There are several strengths to this study. First, we applied MR methods for the first time to investigate the causal link between tea drinking and six common lung disease, which largely circumvents the limitations of conventional observational studies such as environmental confounders, reverse causality, and insufficient sample size. Second, using data with a sufficient number of large sample cases greatly increases the reliability of our findings. Third, because the current analysis was restricted to people with European ancestry, population stratification is unlikely to have had an impact on our findings. Our research offers fresh proof that there is no link between drinking tea and the risk of lung diseases. Fourth, we conducted multiple sensitivity analyses to validate the absence of horizontal pleiotropy and heterogeneity interference in our study, this suggests that there is no evidence of an illegal independence assumption in our analysis and potential outliers were removed by MR-PRESSO. Hereby further strengthened the reliability and consistency of our findings. To some extent, our work may contribute to further understanding of the impact of tea consumption on lung diseases and its role in dietary management for patients with lung diseases. However, it is important to emphasize the need for caution in interpreting our results due to the inherent limitations of MR analyses and suggests that a wider range of evidence should be considered in the development of dietary guidelines.

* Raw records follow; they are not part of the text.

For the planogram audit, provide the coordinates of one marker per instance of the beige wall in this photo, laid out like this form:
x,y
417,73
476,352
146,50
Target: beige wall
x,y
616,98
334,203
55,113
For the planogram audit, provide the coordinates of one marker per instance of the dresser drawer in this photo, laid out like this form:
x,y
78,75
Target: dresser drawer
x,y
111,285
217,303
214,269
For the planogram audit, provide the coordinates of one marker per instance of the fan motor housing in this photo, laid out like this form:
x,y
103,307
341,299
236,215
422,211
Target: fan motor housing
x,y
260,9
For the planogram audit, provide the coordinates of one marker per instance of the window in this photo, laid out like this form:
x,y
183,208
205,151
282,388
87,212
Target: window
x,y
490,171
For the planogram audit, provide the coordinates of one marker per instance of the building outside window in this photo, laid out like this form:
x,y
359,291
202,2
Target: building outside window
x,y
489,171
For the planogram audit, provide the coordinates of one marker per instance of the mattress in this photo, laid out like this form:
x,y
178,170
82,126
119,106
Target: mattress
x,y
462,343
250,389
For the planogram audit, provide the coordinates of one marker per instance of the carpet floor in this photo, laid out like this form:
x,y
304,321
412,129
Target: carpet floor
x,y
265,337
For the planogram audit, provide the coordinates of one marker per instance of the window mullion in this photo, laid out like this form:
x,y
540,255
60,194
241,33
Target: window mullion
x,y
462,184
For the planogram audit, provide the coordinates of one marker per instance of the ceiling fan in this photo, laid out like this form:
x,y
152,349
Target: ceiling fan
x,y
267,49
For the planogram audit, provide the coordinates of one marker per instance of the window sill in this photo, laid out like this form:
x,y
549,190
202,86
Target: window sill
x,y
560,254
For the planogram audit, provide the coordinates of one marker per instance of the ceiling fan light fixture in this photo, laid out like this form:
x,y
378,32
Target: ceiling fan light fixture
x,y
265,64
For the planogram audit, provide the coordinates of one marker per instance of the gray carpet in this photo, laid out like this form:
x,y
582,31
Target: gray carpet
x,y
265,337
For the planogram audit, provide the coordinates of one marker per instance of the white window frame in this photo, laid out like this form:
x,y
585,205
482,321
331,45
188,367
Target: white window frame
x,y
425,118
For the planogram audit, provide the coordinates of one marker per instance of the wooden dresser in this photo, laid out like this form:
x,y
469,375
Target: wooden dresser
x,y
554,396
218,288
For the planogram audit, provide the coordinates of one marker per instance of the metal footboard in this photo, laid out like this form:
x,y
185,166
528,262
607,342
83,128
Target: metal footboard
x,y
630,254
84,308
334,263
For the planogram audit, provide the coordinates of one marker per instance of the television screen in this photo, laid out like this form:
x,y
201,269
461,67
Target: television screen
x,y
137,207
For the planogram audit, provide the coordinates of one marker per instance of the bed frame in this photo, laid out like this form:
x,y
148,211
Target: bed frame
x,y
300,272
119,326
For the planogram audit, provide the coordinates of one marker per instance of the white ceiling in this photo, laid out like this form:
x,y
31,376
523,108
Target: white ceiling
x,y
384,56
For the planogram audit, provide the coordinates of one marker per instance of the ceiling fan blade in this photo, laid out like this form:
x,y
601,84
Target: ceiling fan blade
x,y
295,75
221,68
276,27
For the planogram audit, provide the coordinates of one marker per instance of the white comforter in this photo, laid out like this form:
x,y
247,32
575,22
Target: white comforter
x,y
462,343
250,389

It is crucial to note that this study still has several inherent limitations. First, the fact that the data used in this study were obtained from a European database and that all subjects included in this study were of European ancestry precludes the generalizability of our findings to other ethnic groups. Second, due to the limitation of the corresponding information in the database, it is impossible to assess the influence of factors such as the classification of tea subtypes and diseases in the results, and it is inability to perform stratified analysis or consider other factors that may affect the relationship. Third, there may be some degree of sample overlap since the exposures and some of the results are from the UK Biobank. Even though sample overlap would raise the possibility of false positives, the results of this study were all negative, so the impact of sample overlap was minimal. Fourth, the selection of genetic instruments is based on statistical methods rather than biological criteria, which may result in a lower genetic power for tea consumption and ultimately lessen the real-world importance of the analysis. Fifth, the interaction between genes and environmental exposures as well as epigenetic phenomena such as methylation and histone modifications are all plays a crucial role in lung diseases. Unfortunately, we were unable to assess the effects of these in our current MR analysis.

Conclusion

In conclusion, this MR study did not find a causal relationship between tea drinking and six common lung disease, including IPF, COPD, lung cancer, pneumonia, acute bronchitis, and tuberculosis. Despite the lack of a causal relationship between six lung diseases and tea consumption found by our Mendelian randomization analysis, this does not mean that tea and lung health are unrelated. Tea contains various components such as EGCG that have potential therapeutic effects on lung diseases. However, due to factors like oral bioavailability, it is challenging to utilize these potential active ingredients for treatment. Therefore, further research is warranted to explore the effective targeted delivery of these potential active compounds within the human body, ultimately aiming to achieve preventive or therapeutic effects on lung diseases and further studies are needed to confirm the findings and explore potential mechanisms.